Tego Majdanowi nie wybaczy. Dosadny komentarz Rozenek
Małgorzata i Radosław Majdanowie to zgodne i dobrane małżeństwo. Jak się jednak okazuje, były bramkarz musi mieć się na baczności. Żona jednego mu nie wybaczy.
Kiedy Małgorzata Rozenek i Radosław Majdan zaczęli się spotykać, wielu zaskoczył ten związek. Znaleźli się i tacy, którzy nie dawali mu szans. Tymczasem zakochani szybko udowodnili, że nie tylko są w siebie zapatrzeni, ale też myślą o sobie bardzo poważnie. W efekcie stali się jedną z najbardziej medialnych par.
Majdanowie pokusili się o huczne wesele, później nie kryli, że marzą o dziecku. Ich starania przyniosły skutek – rodzinę powiększył Henio, który stał się oczkiem w głowie rodziców, a przy okazji zdominował ich media społecznościowe. Majdanowie podkreślają na każdym kroku, że tworzą rodzinę patchworkową, której ten układ naprawdę służy.
Zobacz wideo: Małgorzata Rozenek zdradza ulubiony gadżet Radosława Majdana
I nie da się ukryć, ich słowa mają potwierdzenie w rzeczywistości. Małgorzata z trójką synów ma prawdziwe oparcie w Radosławie. Para dba też o to, by oprócz domowym obowiązkom poświęcać się też pielęgnowaniu związku. Znajdują często chwilę dla siebie i nie stronią od brylowania na salonach. Bo oboje czują się w show-biznesie jak ryby w wodzie.
Majdanowie rysują więc niemal sielski obrazek swojej rodziny. Oboje jednak zdają sobie sprawę, że nie mogą ciągle patrzeć na swoje życie przez różowe okulary. Małgorzata Rozenek w niedawnym wywiadzie wyjawiła bez ogródek, czego by nie wybaczyła swojemu mężowi.

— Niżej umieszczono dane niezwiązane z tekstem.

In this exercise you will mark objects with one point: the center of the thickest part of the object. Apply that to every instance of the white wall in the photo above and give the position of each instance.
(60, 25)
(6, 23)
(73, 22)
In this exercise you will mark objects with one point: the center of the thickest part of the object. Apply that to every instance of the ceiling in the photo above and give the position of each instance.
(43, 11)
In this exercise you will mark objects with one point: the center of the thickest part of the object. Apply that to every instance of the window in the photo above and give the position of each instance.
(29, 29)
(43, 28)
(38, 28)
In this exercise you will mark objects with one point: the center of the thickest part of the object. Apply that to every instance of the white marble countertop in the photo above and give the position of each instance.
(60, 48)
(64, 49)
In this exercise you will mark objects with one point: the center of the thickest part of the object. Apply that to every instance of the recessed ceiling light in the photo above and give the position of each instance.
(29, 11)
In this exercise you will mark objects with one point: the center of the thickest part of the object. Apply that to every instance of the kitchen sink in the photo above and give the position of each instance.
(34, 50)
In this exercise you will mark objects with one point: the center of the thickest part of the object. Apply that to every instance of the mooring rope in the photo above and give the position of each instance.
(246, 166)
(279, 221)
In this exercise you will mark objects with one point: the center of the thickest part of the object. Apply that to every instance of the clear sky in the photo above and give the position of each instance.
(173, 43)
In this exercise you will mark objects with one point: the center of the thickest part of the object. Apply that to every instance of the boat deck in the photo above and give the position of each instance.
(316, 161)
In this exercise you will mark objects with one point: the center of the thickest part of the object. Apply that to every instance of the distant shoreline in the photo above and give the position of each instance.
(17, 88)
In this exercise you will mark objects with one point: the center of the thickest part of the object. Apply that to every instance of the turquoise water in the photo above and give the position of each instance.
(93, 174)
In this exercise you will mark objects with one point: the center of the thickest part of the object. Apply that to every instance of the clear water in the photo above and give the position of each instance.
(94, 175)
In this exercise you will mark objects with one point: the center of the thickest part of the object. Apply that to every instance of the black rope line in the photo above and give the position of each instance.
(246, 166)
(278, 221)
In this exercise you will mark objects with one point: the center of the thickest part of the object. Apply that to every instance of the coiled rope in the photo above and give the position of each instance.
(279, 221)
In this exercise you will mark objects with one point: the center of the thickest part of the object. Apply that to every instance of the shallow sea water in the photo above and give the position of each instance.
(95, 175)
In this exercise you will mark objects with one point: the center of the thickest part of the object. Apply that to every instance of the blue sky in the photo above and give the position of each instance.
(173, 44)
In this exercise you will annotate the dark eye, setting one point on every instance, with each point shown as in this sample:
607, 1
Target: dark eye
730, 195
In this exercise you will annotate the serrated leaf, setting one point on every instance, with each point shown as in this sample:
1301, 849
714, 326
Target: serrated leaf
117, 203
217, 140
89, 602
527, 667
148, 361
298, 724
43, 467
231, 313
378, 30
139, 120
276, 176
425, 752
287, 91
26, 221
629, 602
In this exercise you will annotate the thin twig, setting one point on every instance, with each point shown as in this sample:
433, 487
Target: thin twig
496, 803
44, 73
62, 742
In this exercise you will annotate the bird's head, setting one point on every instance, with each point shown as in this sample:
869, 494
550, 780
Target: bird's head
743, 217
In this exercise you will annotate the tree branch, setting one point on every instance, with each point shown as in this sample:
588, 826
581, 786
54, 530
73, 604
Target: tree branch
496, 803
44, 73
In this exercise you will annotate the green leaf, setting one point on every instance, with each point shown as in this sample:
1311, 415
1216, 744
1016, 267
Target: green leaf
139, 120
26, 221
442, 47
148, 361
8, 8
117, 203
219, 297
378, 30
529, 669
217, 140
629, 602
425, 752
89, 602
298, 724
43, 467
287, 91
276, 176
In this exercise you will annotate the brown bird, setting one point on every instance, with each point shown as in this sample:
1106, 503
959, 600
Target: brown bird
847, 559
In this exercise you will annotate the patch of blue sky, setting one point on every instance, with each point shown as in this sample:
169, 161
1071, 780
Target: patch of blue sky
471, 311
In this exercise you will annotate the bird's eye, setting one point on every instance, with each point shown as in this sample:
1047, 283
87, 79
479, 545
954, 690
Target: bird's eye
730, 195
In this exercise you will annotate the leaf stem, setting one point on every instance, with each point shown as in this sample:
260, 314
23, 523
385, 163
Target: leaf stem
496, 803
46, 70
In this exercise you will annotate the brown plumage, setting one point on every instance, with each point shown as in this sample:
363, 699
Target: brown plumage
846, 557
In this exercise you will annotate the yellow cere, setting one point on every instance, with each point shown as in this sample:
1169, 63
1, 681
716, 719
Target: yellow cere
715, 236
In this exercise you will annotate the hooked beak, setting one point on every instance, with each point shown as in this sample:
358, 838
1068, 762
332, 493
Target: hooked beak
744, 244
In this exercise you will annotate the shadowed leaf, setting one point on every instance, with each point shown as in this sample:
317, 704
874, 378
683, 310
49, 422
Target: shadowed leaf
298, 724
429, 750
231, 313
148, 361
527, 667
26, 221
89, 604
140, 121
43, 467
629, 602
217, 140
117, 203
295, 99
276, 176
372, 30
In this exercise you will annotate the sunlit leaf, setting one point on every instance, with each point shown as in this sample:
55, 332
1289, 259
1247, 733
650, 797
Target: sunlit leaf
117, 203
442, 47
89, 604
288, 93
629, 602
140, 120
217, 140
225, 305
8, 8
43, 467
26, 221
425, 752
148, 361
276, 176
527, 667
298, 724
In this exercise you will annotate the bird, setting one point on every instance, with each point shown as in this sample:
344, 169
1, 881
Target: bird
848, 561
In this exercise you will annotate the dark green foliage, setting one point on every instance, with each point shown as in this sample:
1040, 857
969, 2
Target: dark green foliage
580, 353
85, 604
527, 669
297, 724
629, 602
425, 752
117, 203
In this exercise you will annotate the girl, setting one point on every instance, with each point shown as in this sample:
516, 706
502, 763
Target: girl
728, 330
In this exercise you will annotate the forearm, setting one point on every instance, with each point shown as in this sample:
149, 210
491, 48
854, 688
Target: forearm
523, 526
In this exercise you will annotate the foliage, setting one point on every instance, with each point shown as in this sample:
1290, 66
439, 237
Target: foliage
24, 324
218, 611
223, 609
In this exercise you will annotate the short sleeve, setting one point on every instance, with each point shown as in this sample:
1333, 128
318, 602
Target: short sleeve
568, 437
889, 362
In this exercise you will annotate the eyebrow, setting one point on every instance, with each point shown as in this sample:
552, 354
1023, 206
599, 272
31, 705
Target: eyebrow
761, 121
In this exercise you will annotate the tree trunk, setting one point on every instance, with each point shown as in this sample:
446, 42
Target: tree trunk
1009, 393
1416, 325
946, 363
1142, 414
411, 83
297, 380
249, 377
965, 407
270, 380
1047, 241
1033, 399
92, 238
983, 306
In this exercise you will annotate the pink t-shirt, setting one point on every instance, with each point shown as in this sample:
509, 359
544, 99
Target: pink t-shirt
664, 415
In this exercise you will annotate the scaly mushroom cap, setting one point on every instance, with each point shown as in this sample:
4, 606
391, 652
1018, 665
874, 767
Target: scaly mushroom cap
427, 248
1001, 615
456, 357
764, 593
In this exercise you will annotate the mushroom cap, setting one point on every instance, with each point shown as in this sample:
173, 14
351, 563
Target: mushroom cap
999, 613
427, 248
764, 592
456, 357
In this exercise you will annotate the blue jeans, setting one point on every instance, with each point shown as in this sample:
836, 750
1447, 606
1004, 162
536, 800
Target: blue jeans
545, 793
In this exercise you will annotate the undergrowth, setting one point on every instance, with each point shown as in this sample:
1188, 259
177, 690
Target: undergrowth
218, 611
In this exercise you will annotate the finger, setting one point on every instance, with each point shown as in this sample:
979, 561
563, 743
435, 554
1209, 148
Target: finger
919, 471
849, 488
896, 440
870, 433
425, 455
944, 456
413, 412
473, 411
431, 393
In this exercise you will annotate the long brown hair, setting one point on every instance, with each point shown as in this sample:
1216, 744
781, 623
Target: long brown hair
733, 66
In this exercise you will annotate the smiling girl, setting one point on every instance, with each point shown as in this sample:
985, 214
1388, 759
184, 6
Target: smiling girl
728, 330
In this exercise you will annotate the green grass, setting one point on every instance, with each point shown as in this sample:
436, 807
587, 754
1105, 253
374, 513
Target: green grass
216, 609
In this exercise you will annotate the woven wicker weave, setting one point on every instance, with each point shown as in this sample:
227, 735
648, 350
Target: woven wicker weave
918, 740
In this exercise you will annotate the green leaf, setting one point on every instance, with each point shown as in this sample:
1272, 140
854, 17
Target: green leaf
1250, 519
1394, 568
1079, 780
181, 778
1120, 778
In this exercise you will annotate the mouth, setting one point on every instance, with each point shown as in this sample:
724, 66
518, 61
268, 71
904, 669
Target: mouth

- Zdrady, bo to jest rzecz, która zaburzyłaby totalnie moje poczucie bezpieczeństwa. I to nie ma znaczenia czy dotyczyłoby to zdrady Radosława czy przyjaciół. Zdrada to jest taka rzecz, której na pewno bym nie wybaczyła – stwierdziła w rozmowie z Pomponikiem.
Dodała jednocześnie, że sama nie ma powodu do obaw, bo w ich związku panuje miłość i zaufanie. Z rozbawieniem przyznała, że dzięki temu nad związkiem… nie pracują wcale.
- W ogóle nie pracujemy, serio. (…) Jakbym ja jeszcze miała myśleć o tym, gdzie ja muszę myśleć o tym, co ze szkołą chłopców, co z pracą, w którą stronę iść z kolejnymi rzeczami zawodowymi i jeszcze miała myśleć, co mam zrobić, żeby w małżeństwie... to ja bym po prostu zwariowała. Najlepsze jest to, że nasze małżeństwo i nasza miłość jest totalnie bezobsługowa, ale to dlatego, że my się kochamy – dodała.